This site is education, not treatment. Here's what that means in practice.
This is not medical advice
Everything on psychiatry.help is general educational information about psychiatric and mental health topics. It is not personalized medical advice. It is not a diagnosis. It is not a prescription. It is not a substitute for an actual evaluation by an actual clinician who has actually met you.
If something on this site sounds like it describes you, the next step is talking to a clinician, not deciding what to do about it on your own.
No doctor-patient relationship
Reading this site does not establish a clinical relationship between you and any of the clinicians who write here. We are not your prescriber. We are not your therapist. We have not evaluated you. We don't know your full history, your other medications, your current state, or anything else that would let us responsibly give you medical advice.
If you fill out the contact form and we connect you with a clinician, the relationship starts then, after a proper intake and evaluation, not when you read a blog post.
Emergencies
If you are in immediate danger, having thoughts of harming yourself or someone else, or in any kind of psychiatric crisis, do not rely on this website. Get real help right now:
- 911 for medical emergencies in the United States.
- 988 (call or text) for the Suicide and Crisis Lifeline, 24/7.
- Crisis Text Line: text HOME to 741741.
- Your nearest emergency room.
Author opinions
The clinicians who write here have opinions, and they share them. Those opinions are theirs as individual practitioners. They are not the official position of any health system, hospital, practice, professional organization, or regulator any contributor happens to be affiliated with. They are not pharmaceutical company positions. They are not anyone's marketing.
Where evidence is contested, we say so. Where we disagree with a popular position, we explain why. None of that means our take is the only correct one. It means it's ours, in writing, with our names on it.
Medications, dosing, and side effects
We describe how medications generally work, what dose ranges are typical, and what side effects are common. We do this in plain language to help readers understand what their own clinician is talking about, not so they can self-manage.
Specific dosing decisions, drug interactions, contraindications, taper schedules, and changes to your medication regimen are individual medical decisions. Do not change medications, start medications, stop medications, or adjust doses based on something you read here. Talk to your prescriber.

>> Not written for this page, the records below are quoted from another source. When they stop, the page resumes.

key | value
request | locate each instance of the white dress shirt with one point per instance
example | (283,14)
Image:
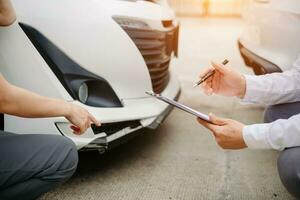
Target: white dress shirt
(273,89)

Information accuracy and timeliness
We try to be accurate. We cite our sources. Posts about medications, treatments, and conditions get clinical review, and the review date is in the page's structured data and visible in the post.

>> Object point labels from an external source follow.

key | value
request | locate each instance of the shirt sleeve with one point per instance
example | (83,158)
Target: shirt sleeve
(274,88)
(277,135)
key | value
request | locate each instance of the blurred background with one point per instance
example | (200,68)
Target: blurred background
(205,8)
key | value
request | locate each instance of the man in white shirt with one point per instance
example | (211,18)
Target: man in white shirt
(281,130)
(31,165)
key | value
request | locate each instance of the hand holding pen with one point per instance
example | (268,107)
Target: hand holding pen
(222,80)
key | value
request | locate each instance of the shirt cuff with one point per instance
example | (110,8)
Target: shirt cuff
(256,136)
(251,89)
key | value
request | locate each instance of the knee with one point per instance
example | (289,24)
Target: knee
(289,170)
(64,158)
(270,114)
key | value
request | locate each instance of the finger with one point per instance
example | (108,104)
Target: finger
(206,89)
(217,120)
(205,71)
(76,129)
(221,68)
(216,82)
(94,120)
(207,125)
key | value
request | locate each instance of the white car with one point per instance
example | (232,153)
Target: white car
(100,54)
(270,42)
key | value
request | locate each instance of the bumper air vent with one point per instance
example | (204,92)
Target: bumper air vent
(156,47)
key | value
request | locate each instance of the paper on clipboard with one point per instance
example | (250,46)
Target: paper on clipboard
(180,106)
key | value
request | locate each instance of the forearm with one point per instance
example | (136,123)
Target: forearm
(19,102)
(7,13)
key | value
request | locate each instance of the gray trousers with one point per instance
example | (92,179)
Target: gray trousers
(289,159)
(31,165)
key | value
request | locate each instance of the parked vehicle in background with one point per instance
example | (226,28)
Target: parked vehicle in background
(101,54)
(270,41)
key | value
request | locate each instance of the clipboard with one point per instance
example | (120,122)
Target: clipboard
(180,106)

Even so: medical knowledge changes. FDA labels get updated. New trials come out. A post from a year ago might not reflect current practice. If a post seems out of date, check the modified date on the page and assume things may have shifted.
Jurisdiction
The clinicians who write here are licensed in specific states (primarily Oregon and Washington; some have additional licenses elsewhere). Anything on this site that reads as a clinical recommendation only applies within the bounds of that licensure. If you live somewhere else, the legal and clinical landscape may differ.
Insurance, scheduling rules, prescription restrictions, and access pathways vary state to state. We sometimes mention these in passing. We don't keep a comprehensive state-by-state map current.
Third-party links
We link to external sources: journal articles, professional society guidelines, government agencies (FDA, NIH, CDC), clinical databases. We don't control those sites. Their content can change. We're not responsible for what's on the other side of a link, but we try to link to sources that are themselves authoritative.
If you find an error
Tell us. Use the editorial contact form with the URL and what's wrong. We take corrections seriously and don't argue them, see our editorial standards for the corrections policy.
One more time
This is education. It is not your treatment. If you need treatment, please go get treatment.